Michael Shermer, quien se considera a sí mismo como un escéptico, publicó recientemente un libro titulado The Believing Brain. From Ghosts and Gods to Politics and Conspiracies. How We Construct Beliefs and Reinforce Them as Truths. (Times Books, Nueva York, 2011). En este explora por qué, a pesar de los grandes avances científicos, las personas seguimos creyendo en tantos mitos, desde aquellos de tipo religioso hasta lo que llamaríamos ideologías políticas. Su respuesta es la siguiente:
«Nosotros formamos nuestras creencias a partir de una diversidad de razones subjetivas, personales, emocionales y psicológicas, en el contexto de entornos creados por nuestra familia, amigos, colegas, cultura y la sociedad en su conjunto.
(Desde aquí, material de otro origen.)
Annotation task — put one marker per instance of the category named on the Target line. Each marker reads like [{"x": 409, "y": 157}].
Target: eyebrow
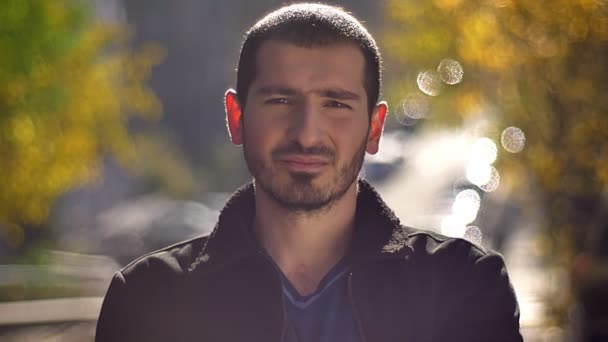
[
  {"x": 273, "y": 90},
  {"x": 334, "y": 93}
]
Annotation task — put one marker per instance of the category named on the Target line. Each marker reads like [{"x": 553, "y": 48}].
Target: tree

Después de formar nuestras creencias, las defendemos, justificamos y racionalizamos con una gran variedad de razonamientos intelectuales, argumentos y explicaciones racionalistas. La creencia nace primero, y después vienen las explicaciones de la creencia. Yo denomino este proceso realismo dependiente de la creencia, donde nuestras percepciones de la realidad dependen de las creencias que tenemos sobre ella. La realidad, por supuesto, existe independientemente de la mente humana, pero nuestro entendimiento de ella depende de las creencias que tenemos como ciertas en determinado momento». [Mi propia traducción del autor, p. 5].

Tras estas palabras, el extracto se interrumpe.